Lineage tree of immune cells
Lineage tree of immune cells

There is now a body of evidence that traditional acupuncture enhances and regulates the immune system. Both in healthy people and in people with reduced immunity or illness (elderly people, women with anxiety and cancer patients have been studied) acupuncture has been shown to:

• Regulate the immune system, having an immunomodulatory effect.

• Enhance the activity of the immune system, influencing a range of immune cells: lymphocytes, natural killer (NK) cells, and cytokines which stimulate immune cells, such as interleukins, IFNγ and TNFα (a cytokine produced by NK and CD4 and CD8 cells).

Trials on animal models have produced similar effects.

In one study on healthy people, cellular or TH-1 immunity was found to be elevated to nine times its previous level 8 days after a single acupuncture treatment.

In a study on elderly people, acupuncture increased the activity of T-lymphocytes to the level of that in young adults, suggesting that acupuncture can counter the lowering of immune function with age.

A study on women with anxiety, a group which has been found to have impaired immune function, concluded that acupuncture effectively regulates the immune system in anxious women. The effect was strongest 72 hours after treatment and a positive effect on immune function was sustained for 30 days after a course of 8 treatments.

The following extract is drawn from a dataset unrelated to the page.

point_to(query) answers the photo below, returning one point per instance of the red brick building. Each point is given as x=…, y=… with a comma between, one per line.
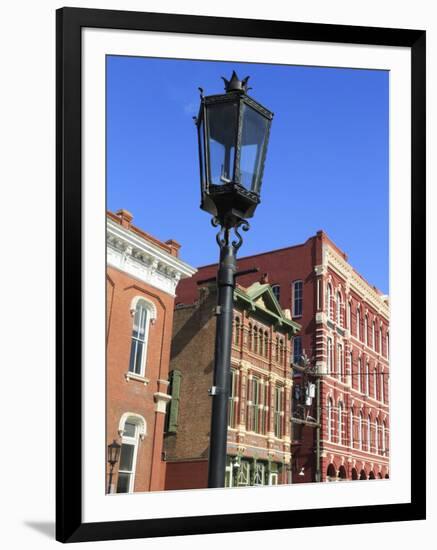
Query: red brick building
x=260, y=401
x=345, y=334
x=142, y=274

A meta-analysis of 31 studies of acupuncture on 1,818 lung cancer patients concluded that acupuncture enhances immune function, increasing the activity of T lymphocytes CD3 and CD4, and natural killer cells.

In another study acupuncture was also found to both enhance the immune response to external threats and reduce markers associated with an over-active, allergic response, having a balancing or modulatory effect on the immune system.